Cultural: News, Travel & Trendsetters

Caroline Zurmely’s nail polish art depicts tabloid luxury


The Dallas-based creative describes her work as “guilty pleasure art.” “When you depict something, it’s like you get a little piece of it maybe,” Zurmely ponders. “I might not own any of these luxury items and you might not see me portray myself that way but it’s just satisfying…I’m just fascinated by this lifestyle that I won’t have. Like, no one will, right?” On closer inspection, the items themselves—a Chanel handbag, say, or Princess Diana’s sapphire blue engagement ring—are fiercely emblematic of a glossy exterior world. A gilded circle that celebrated high society and inaccessible opulence and a specific kind of conservatism that penetrated popular culture, printed and fed to us by magazines to be reconstructed in the eyes of the beholder.  

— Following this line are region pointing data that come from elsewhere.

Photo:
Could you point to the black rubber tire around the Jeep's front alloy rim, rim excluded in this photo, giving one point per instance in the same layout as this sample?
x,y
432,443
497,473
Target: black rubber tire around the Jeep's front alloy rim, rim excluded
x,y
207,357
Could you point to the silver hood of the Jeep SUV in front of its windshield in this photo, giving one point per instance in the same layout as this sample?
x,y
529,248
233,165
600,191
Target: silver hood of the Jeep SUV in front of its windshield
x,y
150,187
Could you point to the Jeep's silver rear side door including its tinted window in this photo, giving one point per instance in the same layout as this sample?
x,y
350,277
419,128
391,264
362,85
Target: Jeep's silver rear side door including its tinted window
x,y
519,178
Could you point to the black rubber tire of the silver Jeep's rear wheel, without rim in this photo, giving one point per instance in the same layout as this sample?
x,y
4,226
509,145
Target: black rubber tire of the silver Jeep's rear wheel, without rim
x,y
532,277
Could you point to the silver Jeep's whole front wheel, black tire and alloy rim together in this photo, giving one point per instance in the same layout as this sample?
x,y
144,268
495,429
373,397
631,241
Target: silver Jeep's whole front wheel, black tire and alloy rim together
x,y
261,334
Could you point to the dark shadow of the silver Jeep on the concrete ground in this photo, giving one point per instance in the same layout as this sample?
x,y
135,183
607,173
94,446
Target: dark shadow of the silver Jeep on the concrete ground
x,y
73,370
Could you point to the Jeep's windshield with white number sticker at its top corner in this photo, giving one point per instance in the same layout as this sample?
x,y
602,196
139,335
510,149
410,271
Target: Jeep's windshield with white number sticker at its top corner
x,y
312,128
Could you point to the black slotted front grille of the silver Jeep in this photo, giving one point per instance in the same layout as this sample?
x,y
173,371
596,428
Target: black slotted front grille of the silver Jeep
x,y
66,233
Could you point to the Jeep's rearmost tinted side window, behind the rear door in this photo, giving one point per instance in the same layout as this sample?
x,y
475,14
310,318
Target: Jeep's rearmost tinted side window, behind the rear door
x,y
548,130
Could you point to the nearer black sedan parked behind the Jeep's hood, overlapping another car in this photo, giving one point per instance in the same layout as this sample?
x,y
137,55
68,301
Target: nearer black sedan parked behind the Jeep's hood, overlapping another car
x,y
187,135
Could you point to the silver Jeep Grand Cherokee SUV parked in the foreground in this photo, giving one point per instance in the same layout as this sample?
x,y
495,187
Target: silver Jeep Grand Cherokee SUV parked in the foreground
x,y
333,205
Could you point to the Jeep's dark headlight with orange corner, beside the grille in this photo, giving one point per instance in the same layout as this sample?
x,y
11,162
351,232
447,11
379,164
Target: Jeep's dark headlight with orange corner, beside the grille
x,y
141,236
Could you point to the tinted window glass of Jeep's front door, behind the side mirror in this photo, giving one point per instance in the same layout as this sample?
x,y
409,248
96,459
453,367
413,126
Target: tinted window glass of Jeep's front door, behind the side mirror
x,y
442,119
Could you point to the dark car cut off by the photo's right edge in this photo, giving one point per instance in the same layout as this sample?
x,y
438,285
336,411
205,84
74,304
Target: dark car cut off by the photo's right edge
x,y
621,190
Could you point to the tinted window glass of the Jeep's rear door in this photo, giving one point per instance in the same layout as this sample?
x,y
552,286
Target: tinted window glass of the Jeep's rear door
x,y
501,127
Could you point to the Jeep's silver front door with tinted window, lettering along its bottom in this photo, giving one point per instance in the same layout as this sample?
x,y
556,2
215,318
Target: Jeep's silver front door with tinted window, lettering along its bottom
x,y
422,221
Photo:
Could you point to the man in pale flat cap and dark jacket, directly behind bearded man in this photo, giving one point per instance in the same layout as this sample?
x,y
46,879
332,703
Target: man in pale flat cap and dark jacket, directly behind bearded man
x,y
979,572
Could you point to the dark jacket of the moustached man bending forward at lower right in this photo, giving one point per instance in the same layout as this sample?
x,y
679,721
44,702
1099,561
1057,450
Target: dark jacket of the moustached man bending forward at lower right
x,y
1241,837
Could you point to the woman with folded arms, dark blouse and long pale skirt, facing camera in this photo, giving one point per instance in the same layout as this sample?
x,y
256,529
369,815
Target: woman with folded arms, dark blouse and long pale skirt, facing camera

This habitual indulgence, of which many of us are collectively “guilty” of and take pleasure in consuming, is not unlike scrolling through the looking glass of social media. These pictures, this influx of information, of strangers and celebrities we will likely never meet, have the power to make us spiral into a panic of wanting. Of course, it’s futile to measure one’s worth in relation to someone else’s curated storyboard of selfhood. In many ways, Zurmely draws us into a more liminal space that celebrates both the grit and the glamor. “My paintings are very shiny but when you get up close to them they’re a little bit gnarly,” she says. “Sometimes the texture is not perfect, sometimes there are bubbles.” It pays to remind ourselves every now and again of the imperfection that pervades every person’s life, regardless of where one resides on the status ladder, even when we’re staring at the “perfection” of these luxury, celebrity moments . There is always more going on, more layers, than what is viewed in the first instance.